You should note three things about the visualisations:
Gini coefficient - a measure of inequality of any quantity such as income or wealth, varying from a value of zero (if there is no inequality) to one (if a single individual receives all of it). Higher values of the Gini coefficient indicate greater inequality. Traditionally, the Gini coefficient is calculated as one-half times the average of the wealth differences between people in the population, divided by the average wealth of the population. It can be approximated by dividing the area enclosed by the Lorenz curve and the perfect equality line by the entire area under the perfect equality line (shown in red). For more information, read Unit 5 of The Economy.

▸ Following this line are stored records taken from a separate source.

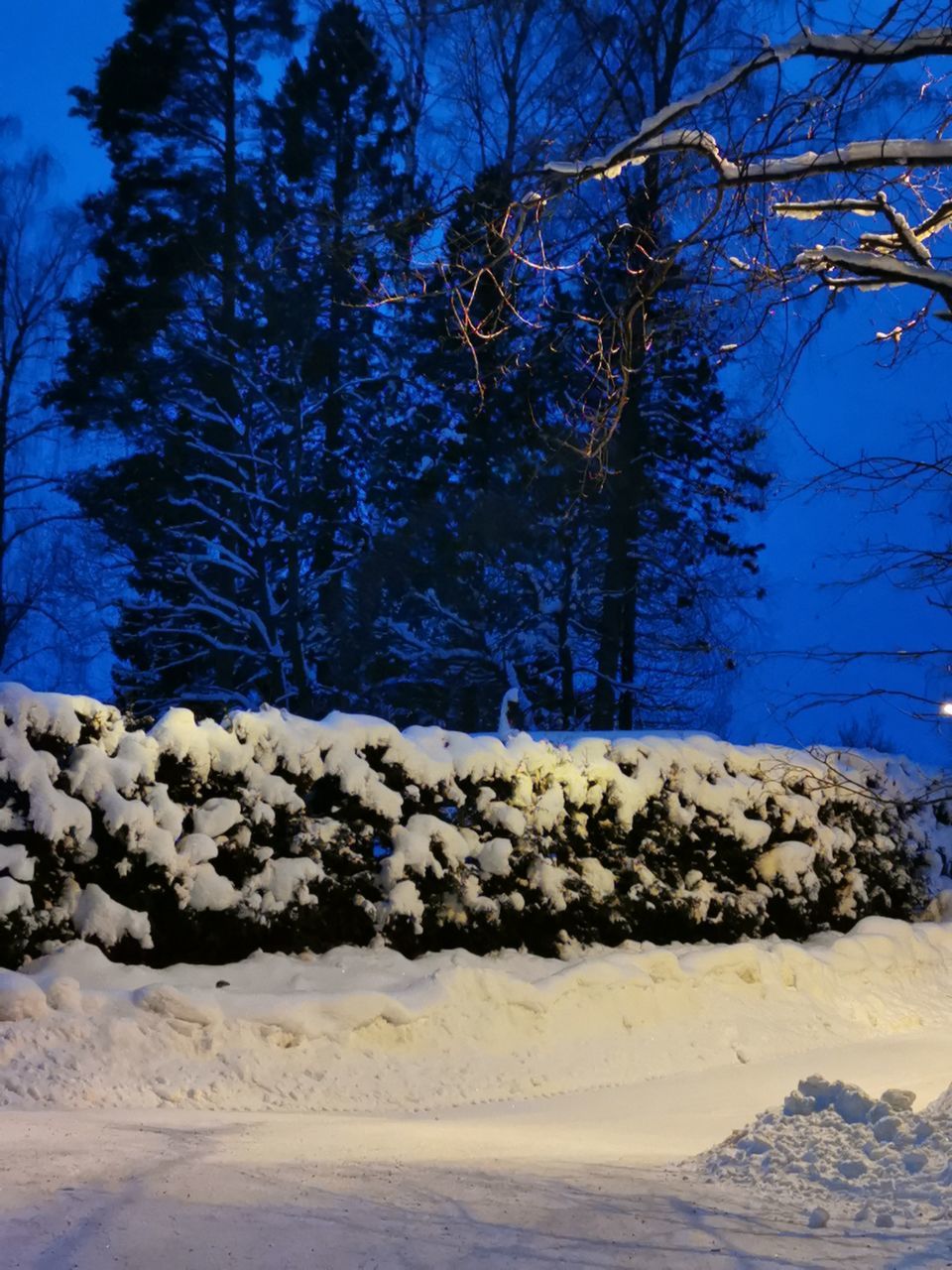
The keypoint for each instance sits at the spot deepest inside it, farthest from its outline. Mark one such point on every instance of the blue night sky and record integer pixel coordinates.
(841, 402)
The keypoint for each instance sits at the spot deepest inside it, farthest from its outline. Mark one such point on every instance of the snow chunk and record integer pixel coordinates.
(14, 897)
(19, 998)
(216, 817)
(98, 916)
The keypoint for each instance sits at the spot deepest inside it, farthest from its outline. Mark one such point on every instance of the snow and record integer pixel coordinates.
(96, 916)
(873, 1160)
(774, 838)
(504, 1110)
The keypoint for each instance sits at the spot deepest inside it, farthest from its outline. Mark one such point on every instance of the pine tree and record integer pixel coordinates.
(240, 244)
(157, 349)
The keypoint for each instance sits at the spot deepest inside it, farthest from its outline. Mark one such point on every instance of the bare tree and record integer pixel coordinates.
(848, 125)
(41, 249)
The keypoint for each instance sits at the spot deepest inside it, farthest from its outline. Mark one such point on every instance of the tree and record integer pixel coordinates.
(828, 149)
(41, 249)
(525, 559)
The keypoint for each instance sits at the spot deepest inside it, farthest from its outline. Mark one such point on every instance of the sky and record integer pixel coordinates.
(841, 402)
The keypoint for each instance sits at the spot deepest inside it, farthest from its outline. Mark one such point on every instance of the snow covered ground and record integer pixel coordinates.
(624, 1107)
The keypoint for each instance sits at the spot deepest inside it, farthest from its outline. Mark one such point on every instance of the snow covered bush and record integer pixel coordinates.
(202, 841)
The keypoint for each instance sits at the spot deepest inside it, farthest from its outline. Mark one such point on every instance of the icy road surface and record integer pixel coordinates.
(358, 1110)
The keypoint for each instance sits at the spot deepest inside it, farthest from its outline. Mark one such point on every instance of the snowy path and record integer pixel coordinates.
(359, 1110)
(579, 1180)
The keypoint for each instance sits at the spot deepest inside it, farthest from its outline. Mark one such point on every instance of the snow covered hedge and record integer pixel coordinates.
(202, 841)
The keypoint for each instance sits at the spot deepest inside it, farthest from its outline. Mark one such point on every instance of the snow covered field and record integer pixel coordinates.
(362, 1110)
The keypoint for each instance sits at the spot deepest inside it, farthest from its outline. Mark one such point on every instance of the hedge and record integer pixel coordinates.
(197, 841)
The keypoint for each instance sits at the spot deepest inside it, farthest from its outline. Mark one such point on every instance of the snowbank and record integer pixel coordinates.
(203, 841)
(370, 1030)
(846, 1153)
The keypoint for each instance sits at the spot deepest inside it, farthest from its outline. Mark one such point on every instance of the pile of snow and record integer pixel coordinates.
(204, 841)
(370, 1030)
(842, 1152)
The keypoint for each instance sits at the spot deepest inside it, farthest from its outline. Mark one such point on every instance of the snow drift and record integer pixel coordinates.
(372, 1032)
(202, 841)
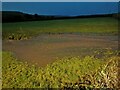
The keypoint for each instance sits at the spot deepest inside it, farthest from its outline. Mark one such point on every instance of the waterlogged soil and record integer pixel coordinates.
(45, 48)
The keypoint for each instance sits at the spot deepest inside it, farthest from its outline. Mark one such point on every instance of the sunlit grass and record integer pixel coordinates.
(26, 30)
(74, 72)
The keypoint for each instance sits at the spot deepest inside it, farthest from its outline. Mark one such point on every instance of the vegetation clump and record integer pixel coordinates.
(66, 73)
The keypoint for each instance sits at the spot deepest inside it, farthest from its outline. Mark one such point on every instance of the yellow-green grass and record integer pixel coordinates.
(85, 73)
(25, 30)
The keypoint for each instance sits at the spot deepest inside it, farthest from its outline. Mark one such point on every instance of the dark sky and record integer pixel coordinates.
(62, 8)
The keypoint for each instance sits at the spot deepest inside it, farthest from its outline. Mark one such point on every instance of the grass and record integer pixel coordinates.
(25, 30)
(74, 72)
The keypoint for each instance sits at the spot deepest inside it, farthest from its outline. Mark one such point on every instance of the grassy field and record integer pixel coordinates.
(25, 30)
(75, 72)
(68, 72)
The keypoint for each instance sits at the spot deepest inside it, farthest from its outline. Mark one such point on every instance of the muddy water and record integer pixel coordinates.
(45, 49)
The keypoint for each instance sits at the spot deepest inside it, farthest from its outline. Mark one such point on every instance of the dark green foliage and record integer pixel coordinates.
(67, 73)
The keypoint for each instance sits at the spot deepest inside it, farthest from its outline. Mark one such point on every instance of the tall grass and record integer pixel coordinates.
(74, 72)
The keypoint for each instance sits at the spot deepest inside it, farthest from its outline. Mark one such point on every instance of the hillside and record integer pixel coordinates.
(15, 16)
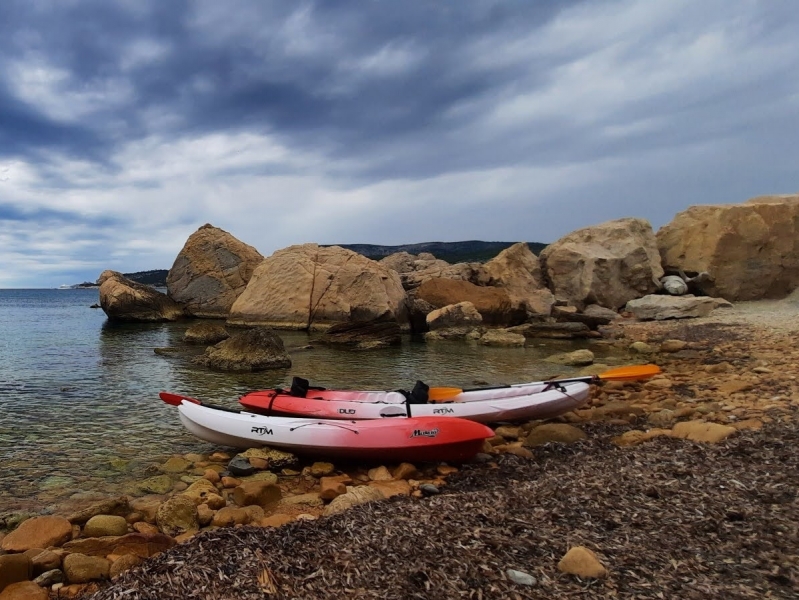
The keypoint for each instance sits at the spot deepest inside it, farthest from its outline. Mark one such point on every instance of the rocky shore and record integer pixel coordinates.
(680, 486)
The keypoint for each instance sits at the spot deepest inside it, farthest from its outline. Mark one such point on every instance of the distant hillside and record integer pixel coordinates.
(452, 252)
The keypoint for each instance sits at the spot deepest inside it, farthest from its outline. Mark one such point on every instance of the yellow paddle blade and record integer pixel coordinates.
(442, 393)
(630, 373)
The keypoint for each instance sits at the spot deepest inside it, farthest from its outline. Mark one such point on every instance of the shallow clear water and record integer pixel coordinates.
(79, 406)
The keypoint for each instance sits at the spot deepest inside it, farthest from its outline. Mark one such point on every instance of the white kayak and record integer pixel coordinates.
(412, 439)
(539, 400)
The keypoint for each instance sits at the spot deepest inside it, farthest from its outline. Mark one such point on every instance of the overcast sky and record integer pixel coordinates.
(125, 125)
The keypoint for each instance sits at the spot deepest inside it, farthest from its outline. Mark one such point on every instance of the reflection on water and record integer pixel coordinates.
(79, 407)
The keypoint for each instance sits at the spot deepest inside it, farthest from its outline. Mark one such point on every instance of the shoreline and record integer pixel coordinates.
(733, 371)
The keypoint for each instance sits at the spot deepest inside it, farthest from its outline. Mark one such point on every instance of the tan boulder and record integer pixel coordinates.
(517, 270)
(313, 287)
(38, 532)
(462, 314)
(321, 469)
(177, 515)
(494, 304)
(654, 307)
(405, 471)
(211, 272)
(259, 493)
(399, 487)
(405, 263)
(101, 525)
(113, 506)
(14, 568)
(140, 544)
(247, 350)
(276, 520)
(331, 487)
(122, 564)
(750, 250)
(582, 562)
(43, 560)
(502, 337)
(576, 358)
(380, 473)
(80, 568)
(124, 300)
(206, 333)
(230, 516)
(311, 499)
(200, 490)
(607, 264)
(471, 272)
(354, 496)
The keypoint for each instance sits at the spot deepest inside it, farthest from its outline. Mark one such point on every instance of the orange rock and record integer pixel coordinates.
(14, 568)
(262, 493)
(331, 487)
(445, 470)
(212, 476)
(24, 590)
(399, 487)
(230, 482)
(379, 474)
(38, 532)
(582, 562)
(276, 520)
(405, 471)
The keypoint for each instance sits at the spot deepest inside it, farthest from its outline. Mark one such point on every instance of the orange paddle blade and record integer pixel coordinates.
(630, 373)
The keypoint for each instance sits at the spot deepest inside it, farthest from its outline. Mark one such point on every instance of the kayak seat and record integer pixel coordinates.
(299, 387)
(418, 395)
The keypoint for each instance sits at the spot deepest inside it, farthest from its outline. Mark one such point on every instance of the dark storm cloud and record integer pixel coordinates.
(229, 66)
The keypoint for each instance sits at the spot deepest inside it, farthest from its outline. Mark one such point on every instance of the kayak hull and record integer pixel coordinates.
(422, 439)
(535, 401)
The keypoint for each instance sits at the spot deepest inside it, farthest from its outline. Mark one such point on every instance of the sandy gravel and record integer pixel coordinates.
(668, 518)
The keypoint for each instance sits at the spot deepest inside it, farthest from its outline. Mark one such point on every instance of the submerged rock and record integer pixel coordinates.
(125, 300)
(256, 349)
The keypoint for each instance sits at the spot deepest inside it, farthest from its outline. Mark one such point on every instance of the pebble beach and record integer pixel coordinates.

Lorenz curve - a graphical representation of inequality of some quantity such as wealth or income. Individuals are arranged in ascending order by how much of this quantity they have, and the cumulative share of the total is then plotted against the cumulative share of the population. For complete equality of wealth, for example, it would be a straight line with a slope of one. The extent to which the curve falls below this perfect equality line is a measure of inequality.
Note that it is possible for the wealth of some people to be negative, if they are in debt. In that case, the Lorenz curve may slope below the x-axis on the diagram. Moreover, this also required reclaculating the Gini coefficient using a corrected procedure since the standard Gini measure does not allow for negative values.
Rich/middle wealth ratio - the average wealth of the richest 10% in the population (10th decile) divided by the average wealth of the middle 10% in the population (5th decile). The higher the ratio is, the more unequal the distribution of wealth will be.
Note: Countries are coloured according to their average income in the year you have selected. Thus, if a country's income is growing, its colour can change from shades of red to shades of green.